Rinch country on the left, poor country on the right.
capital.plot_kl_ratio(solsR,labs,solsP,labs,save_in=None,color=True)
Distribution plots
Rich country:
capital.plot_dischange(sol_R1,sol_log[2620],extras=[sol_log[2610],(0.9,1.1)],xrange=(0.8,1.2),
save_in=None,allplots=False,color=True, uc=cr)
Poor country:
capital.plot_dischange(sol_P1,sol_logP[2620],extras=[sol_logP[2610],(0.9,1.1)],xrange=(0.8,1.2),
save_in=None, allplots=False,color=True,uc=cp)
5. PAM condition¶
Does the PAM condition hold? Here I check for the PAM condition, so if lhs-rhs > 0, then PAM holds.
First without substituiting parameters:
x, y, k = sym.var('x, y, k')
R, l, r, A, kappa, p_a, rho, gamma, eta = sym.var('R, l, r, A, kappa, p_a, rho, gamma, eta')
sym.init_printing()
F = r*p_a*A*kappa*(eta*(x*k)**rho + (1- eta)*((l/r)*y)**rho)**(gamma/rho)
lhs = F.diff(x,y)*F.diff(l,r)*F.diff(k,k) - F.diff(x,y)*F.diff(l,k)*F.diff(r,k) - F.diff(x,k)*F.diff(y,k)*F.diff(l,r)

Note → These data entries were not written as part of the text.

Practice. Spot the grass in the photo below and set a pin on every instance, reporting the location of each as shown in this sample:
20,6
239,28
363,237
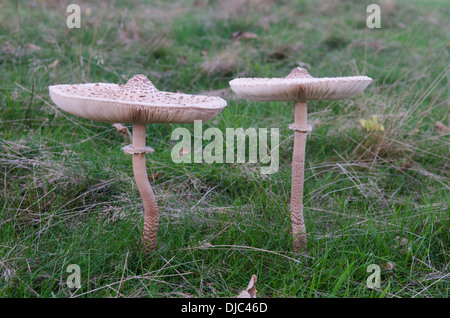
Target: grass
372,196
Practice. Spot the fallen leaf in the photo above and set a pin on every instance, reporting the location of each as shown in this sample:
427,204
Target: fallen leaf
154,176
123,131
441,128
54,64
244,35
388,266
184,151
32,47
250,292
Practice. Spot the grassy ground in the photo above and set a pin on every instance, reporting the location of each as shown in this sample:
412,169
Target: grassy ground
372,196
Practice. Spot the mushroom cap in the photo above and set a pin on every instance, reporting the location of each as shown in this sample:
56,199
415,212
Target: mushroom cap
299,86
137,101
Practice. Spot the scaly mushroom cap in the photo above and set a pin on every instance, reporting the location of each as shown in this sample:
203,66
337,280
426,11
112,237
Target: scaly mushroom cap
137,101
299,86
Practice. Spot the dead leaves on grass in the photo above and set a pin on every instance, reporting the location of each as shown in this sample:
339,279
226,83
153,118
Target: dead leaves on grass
250,292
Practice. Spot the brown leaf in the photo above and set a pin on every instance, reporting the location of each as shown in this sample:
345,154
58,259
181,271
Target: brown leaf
32,47
123,131
184,152
250,292
154,176
441,128
244,35
54,64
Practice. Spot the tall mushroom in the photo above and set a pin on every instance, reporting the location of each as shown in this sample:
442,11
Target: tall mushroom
137,102
299,87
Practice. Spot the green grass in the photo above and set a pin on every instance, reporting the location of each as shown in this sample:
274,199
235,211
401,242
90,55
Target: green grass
67,193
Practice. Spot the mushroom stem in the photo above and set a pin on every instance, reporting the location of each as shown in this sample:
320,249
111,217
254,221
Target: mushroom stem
151,211
298,166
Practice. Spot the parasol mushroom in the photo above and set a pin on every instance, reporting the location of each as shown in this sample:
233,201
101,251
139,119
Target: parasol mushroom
299,86
137,102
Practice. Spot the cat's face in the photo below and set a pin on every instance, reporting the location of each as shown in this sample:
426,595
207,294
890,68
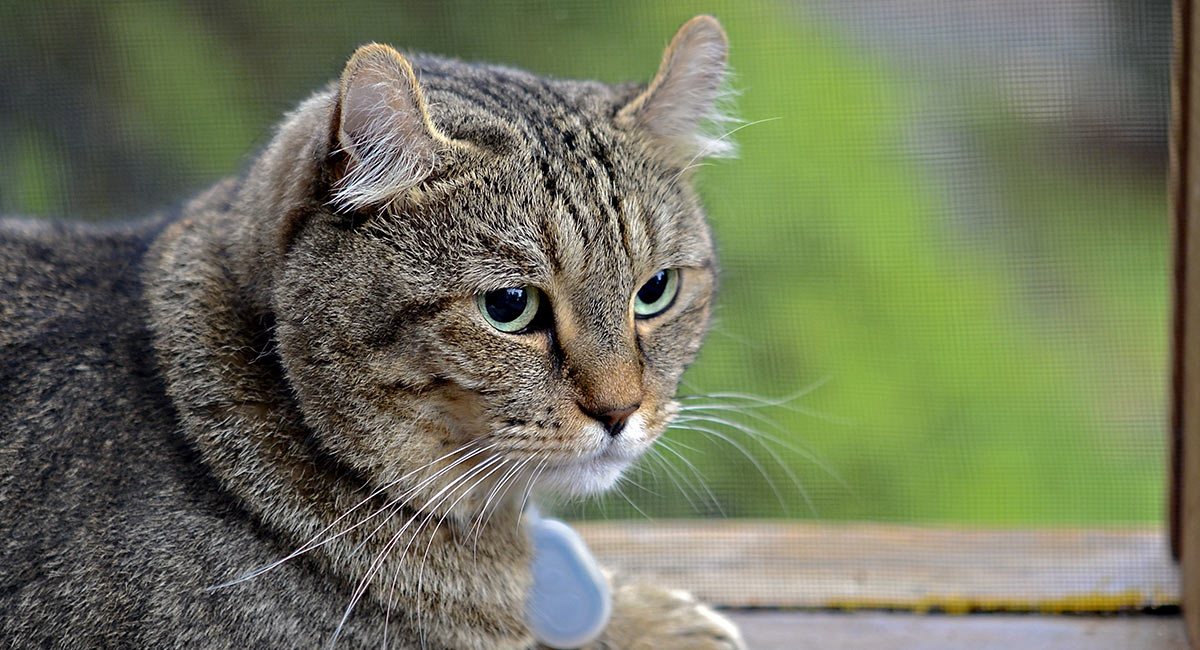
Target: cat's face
526,308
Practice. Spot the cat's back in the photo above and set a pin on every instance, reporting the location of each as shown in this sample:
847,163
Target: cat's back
72,323
83,413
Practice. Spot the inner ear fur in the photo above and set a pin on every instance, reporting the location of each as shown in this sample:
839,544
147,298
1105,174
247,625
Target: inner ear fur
685,94
384,131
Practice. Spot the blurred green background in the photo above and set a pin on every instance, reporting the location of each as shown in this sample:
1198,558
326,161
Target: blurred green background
946,238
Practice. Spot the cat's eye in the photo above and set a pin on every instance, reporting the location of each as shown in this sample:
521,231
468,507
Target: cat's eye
657,294
510,310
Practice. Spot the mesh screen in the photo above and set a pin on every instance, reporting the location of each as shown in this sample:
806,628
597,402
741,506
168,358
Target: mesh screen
945,246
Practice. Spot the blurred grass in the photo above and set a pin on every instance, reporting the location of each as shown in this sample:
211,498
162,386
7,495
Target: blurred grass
988,369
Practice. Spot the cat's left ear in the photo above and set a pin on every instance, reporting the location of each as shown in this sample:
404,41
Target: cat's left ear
685,92
384,130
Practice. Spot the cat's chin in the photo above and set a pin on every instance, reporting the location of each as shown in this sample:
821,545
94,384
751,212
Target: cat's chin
591,476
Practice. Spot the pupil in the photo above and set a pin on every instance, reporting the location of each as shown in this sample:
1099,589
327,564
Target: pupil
653,289
505,305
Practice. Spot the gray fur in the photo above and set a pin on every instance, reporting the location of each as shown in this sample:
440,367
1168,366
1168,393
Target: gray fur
191,397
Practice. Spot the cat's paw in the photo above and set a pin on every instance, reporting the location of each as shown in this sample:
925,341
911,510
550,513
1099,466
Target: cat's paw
647,617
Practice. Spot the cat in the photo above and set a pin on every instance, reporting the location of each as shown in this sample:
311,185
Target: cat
441,286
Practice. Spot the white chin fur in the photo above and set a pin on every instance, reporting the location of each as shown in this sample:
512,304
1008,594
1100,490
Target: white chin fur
601,473
587,477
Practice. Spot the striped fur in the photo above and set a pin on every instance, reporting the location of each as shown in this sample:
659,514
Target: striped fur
298,362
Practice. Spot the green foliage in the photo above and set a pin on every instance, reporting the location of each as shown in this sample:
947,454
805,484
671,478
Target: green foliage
972,368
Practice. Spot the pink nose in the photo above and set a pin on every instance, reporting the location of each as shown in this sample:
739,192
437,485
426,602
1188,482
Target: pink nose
613,419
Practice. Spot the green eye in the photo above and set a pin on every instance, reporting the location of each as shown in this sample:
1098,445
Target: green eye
657,294
510,310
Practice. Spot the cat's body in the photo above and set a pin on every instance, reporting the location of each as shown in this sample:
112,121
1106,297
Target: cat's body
192,397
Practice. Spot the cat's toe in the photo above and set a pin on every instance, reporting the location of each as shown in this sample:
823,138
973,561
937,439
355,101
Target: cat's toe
653,618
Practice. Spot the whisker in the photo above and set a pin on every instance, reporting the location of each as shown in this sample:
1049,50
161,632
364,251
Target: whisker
425,558
700,475
808,455
744,452
757,438
312,543
373,569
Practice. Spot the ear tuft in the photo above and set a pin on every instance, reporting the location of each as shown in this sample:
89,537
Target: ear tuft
687,94
384,128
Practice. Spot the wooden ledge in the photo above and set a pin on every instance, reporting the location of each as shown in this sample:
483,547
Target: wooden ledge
747,564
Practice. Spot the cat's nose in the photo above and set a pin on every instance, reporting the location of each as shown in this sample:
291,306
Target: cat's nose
612,419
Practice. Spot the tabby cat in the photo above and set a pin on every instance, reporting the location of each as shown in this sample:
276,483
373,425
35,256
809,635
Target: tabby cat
441,286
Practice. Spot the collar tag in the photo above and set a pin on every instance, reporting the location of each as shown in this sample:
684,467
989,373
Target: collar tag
571,601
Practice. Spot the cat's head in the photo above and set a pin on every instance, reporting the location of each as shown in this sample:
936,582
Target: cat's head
496,271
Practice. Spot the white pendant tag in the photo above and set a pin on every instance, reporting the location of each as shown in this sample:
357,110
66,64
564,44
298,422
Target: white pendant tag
570,602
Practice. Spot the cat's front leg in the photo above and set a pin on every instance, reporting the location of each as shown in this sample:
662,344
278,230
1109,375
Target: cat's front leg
651,618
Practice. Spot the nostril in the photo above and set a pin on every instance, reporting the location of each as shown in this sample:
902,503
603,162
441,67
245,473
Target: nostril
613,419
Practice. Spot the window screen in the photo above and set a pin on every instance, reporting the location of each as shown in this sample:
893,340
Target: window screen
945,246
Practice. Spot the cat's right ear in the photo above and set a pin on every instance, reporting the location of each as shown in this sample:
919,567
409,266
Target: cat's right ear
384,130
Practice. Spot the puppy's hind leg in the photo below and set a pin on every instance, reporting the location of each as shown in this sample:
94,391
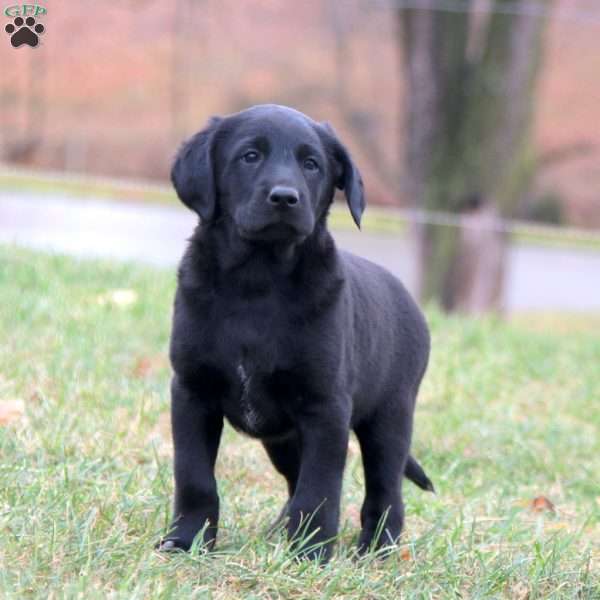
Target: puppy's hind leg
384,440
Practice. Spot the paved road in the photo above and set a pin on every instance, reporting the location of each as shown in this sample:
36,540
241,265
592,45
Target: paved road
538,278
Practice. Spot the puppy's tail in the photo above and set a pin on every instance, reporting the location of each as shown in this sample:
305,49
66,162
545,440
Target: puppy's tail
415,473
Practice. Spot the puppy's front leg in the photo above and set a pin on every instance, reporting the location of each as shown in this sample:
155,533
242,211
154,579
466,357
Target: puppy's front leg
197,430
314,510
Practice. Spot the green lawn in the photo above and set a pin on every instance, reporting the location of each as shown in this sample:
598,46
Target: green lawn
509,412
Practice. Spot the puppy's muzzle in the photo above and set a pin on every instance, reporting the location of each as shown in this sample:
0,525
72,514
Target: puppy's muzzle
283,197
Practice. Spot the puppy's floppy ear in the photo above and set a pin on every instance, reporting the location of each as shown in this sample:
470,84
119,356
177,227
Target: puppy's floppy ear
192,173
347,177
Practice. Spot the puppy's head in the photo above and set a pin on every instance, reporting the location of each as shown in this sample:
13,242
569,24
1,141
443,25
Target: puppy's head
271,171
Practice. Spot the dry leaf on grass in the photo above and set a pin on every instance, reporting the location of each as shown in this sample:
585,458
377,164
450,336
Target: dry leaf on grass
119,297
11,410
146,366
405,553
542,504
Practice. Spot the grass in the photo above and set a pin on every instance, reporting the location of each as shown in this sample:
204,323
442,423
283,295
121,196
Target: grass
508,413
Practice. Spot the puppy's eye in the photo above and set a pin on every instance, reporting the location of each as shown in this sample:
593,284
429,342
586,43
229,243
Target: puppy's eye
310,164
251,156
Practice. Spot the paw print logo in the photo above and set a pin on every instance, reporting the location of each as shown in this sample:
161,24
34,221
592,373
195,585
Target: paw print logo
24,32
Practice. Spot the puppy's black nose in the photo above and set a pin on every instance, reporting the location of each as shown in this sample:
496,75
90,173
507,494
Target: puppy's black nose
283,196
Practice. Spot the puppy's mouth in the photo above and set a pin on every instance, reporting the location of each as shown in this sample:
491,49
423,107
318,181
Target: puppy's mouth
272,232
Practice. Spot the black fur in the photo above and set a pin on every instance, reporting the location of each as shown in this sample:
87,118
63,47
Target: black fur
293,341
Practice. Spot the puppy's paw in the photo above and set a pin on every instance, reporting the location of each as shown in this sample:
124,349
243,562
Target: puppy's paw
172,545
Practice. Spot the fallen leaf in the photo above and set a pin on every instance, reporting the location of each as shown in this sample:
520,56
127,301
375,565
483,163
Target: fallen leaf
145,366
11,410
405,553
119,297
541,504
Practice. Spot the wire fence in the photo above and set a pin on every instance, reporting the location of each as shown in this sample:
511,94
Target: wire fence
542,9
140,188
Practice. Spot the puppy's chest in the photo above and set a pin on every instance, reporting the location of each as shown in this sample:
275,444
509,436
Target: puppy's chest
255,350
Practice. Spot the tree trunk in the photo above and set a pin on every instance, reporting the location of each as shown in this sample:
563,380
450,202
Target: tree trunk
468,148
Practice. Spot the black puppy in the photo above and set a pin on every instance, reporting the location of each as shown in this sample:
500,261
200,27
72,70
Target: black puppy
292,340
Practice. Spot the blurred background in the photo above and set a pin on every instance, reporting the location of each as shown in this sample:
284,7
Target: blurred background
475,123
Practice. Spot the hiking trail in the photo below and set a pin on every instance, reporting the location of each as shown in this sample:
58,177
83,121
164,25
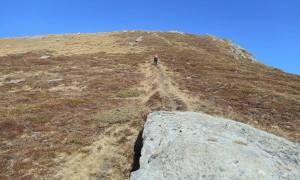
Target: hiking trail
161,93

rhs = F.diff(x,r)*F.diff(y,l)*F.diff(k,k) - F.diff(x,r)*F.diff(y,k)*F.diff(l,k) - F.diff(x,k)*F.diff(y,l)*F.diff(r,k)
sym.simplify(lhs-rhs)
Then substituiting all the parameters fixed across countries:
eta = 0.89
rho = 0.25
gamma = 0.5
kappa = 1
F = r*p_a*A*kappa*(eta*(x*k)**rho + (1- eta)*((l/r)*y)**rho)**(gamma/rho)
lhs = F.diff(x,y)*F.diff(l,r)*F.diff(k,k) - F.diff(x,y)*F.diff(l,k)*F.diff(r,k) - F.diff(x,k)*F.diff(y,k)*F.diff(l,r)
rhs = F.diff(x,r)*F.diff(y,l)*F.diff(k,k) - F.diff(x,r)*F.diff(y,k)*F.diff(l,k) - F.diff(x,k)*F.diff(y,l)*F.diff(r,k)
sym.simplify(lhs-rhs)